Saturday, December 8, 2012

Comfort

I am not depressed. Please don't start that rumor, my mother will go ballistic and start googling ways to deal with my depression.

While not a candidate for the pysc ward, it is hard to be unemployed. Filling out apps every day, only to hear nothing, is frustrating. And while I am doing a very good job of keeping myself busy, it is unnerving not to know what my plans are in the future. When I get like this, I always crave the same things. I am a creature of habit, and very predictable, and I'm sure those who know me well already know I am falling into my "Jen is unsure of her future" pattern. Those things include:

1. Beverly Hills 90210. I love this show, I grew up with it. So whenever I am feeling unsure or nervous, I watch it on repeat. When I got laid off the first time in 2008, I became absolutely obsessed with the reruns and had to be physically removed from my tv. I just wish Party of Five was also on Soapnet.

2. Green Day's "Dookie" album.
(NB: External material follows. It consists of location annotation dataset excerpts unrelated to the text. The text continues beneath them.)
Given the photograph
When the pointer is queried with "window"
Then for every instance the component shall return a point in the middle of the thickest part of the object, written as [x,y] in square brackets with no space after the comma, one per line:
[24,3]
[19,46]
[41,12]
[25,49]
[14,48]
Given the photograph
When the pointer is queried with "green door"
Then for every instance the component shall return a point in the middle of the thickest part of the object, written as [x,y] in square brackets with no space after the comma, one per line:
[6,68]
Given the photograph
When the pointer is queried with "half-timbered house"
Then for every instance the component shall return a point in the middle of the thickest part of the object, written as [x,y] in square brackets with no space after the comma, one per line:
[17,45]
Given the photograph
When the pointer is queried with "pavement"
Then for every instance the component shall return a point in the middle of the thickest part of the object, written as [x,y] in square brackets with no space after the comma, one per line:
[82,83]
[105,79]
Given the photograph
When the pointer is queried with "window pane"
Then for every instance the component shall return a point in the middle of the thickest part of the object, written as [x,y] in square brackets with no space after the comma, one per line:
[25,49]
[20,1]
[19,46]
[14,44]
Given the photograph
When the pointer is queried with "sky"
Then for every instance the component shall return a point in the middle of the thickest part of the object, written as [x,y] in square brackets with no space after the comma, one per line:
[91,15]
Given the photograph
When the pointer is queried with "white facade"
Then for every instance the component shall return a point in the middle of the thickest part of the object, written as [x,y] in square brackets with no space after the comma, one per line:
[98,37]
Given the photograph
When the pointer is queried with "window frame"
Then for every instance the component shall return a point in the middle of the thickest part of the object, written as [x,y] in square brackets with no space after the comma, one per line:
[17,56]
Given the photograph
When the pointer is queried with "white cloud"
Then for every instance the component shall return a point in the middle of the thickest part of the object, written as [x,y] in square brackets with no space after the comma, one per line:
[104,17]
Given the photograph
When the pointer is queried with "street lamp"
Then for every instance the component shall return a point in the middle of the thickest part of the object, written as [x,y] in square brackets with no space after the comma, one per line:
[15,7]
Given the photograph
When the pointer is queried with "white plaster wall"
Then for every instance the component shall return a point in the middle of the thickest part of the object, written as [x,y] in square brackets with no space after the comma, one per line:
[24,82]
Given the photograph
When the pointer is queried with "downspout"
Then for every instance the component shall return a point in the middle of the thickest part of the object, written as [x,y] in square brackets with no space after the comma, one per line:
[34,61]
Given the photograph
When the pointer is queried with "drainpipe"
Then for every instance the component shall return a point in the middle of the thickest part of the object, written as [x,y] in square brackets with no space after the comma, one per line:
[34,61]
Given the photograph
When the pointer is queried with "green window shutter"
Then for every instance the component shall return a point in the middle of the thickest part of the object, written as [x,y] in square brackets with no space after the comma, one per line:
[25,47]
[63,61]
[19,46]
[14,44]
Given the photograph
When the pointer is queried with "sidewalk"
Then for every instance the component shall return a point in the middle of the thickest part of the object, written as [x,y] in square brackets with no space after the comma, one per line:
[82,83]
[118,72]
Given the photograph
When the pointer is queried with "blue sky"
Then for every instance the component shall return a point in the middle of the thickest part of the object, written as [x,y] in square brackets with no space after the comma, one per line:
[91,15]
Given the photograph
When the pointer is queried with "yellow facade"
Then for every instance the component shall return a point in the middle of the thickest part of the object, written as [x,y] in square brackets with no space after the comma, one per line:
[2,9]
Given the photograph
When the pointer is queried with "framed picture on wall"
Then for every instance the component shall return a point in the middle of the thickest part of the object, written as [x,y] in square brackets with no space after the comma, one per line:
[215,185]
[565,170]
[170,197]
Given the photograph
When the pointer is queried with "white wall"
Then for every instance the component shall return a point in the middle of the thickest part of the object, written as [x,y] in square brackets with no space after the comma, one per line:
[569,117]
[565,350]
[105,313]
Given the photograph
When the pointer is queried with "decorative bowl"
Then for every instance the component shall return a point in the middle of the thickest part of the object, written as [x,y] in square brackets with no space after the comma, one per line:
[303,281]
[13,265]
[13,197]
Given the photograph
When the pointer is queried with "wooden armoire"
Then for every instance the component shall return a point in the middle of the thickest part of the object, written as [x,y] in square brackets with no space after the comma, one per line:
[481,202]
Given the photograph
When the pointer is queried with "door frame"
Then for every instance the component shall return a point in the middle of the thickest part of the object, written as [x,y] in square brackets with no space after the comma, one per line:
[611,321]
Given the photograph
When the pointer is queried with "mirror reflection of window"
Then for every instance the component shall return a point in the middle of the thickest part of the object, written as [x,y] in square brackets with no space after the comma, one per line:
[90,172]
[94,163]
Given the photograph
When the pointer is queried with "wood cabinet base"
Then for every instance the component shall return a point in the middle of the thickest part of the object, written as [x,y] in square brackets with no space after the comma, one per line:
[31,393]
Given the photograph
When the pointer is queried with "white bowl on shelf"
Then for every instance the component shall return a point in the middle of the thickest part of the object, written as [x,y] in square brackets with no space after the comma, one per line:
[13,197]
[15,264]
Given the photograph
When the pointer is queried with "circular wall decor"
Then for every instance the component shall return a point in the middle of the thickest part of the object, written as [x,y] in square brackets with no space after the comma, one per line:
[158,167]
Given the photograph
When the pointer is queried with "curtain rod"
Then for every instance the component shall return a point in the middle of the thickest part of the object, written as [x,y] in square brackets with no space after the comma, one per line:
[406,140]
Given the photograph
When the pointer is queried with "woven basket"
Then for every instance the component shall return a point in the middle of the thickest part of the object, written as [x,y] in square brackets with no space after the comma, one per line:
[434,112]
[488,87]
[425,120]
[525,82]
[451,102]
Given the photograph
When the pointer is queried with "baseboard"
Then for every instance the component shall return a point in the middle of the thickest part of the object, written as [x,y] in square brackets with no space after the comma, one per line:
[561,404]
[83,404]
I am not even a Green Day fan, but this album just takes me back to my carefree teenage days, when medical bills and rent weren't issues, and my biggest problem was my boyfriend giving another girl a ride home.
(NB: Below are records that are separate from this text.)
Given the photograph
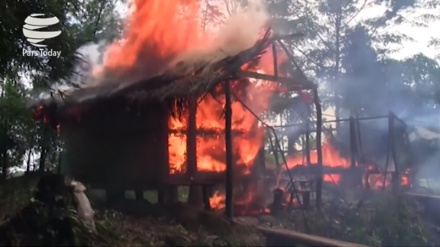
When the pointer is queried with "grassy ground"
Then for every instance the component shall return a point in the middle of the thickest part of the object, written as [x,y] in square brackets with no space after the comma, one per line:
[380,221]
[183,226]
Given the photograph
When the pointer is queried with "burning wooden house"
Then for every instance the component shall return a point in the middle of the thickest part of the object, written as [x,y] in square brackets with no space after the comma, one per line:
[181,127]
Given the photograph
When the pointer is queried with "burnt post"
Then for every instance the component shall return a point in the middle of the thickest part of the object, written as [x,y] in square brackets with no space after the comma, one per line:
[277,204]
[229,150]
[353,153]
[195,192]
[391,135]
[319,181]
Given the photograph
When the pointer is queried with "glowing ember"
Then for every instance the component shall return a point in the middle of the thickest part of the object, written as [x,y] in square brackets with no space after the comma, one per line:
[331,158]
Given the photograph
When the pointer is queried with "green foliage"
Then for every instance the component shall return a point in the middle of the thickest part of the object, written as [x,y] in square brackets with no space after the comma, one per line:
[81,22]
[382,221]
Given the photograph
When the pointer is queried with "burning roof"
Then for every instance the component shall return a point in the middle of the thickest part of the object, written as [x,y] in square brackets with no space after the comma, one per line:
[174,85]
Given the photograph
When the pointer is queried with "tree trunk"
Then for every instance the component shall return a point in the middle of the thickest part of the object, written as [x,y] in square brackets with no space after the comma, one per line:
[338,25]
[5,163]
[28,165]
[42,163]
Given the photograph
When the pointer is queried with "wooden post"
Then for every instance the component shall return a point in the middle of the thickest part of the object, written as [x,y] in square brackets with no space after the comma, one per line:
[308,158]
[353,153]
[191,139]
[319,181]
[195,191]
[391,135]
[229,150]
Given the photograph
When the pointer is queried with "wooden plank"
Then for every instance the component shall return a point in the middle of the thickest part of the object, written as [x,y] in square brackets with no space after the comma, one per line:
[292,238]
[422,196]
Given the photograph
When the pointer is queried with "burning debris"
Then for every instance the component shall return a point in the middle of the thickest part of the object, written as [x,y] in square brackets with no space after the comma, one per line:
[176,78]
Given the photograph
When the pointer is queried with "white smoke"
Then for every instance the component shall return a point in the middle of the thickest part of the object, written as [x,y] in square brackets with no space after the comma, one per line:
[240,32]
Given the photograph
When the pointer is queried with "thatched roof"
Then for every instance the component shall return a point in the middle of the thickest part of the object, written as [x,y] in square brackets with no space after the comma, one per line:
[175,86]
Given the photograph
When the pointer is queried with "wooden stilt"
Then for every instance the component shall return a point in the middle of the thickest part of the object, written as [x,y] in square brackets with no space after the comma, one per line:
[319,181]
[229,150]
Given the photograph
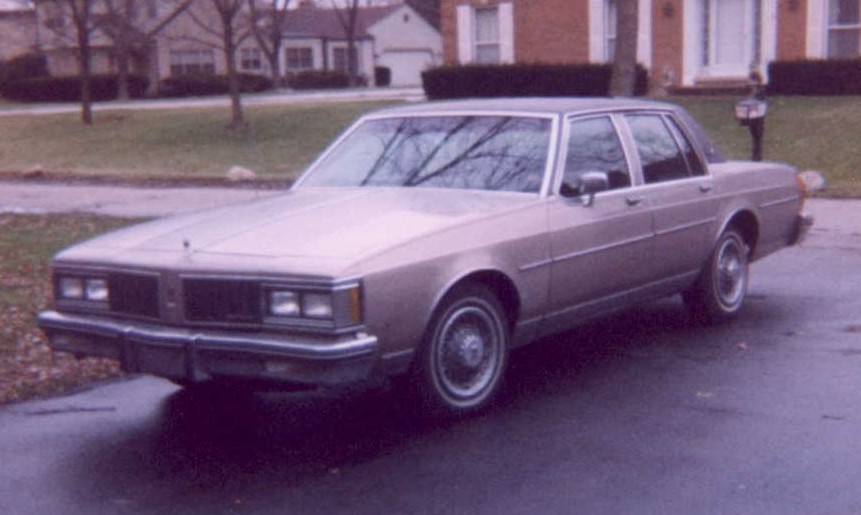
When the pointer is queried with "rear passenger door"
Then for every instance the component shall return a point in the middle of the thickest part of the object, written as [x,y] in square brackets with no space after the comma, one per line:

3. Wizard of Oz. Duh. Everyone knows this. Last night when I was trying to fall asleep I actually got a craving for this movie.

4. My nephew. Gavin is the coolest cucumber I know. Hanging out with him is like hanging out with a very short, very honest adult. He is so chill, he just calms me down.

5. My dad's kitchen table. That is the place I feel most at home.

1 comment:

  1. Many world problems ( at least our world problems) have been discussed/solved at Big Brett's table and on the trampoline! So sorry to hear about the job news but look at it this way, when one door closes a window opens. You'll land where you need to. Hugs and hang in there! See you at Christmas!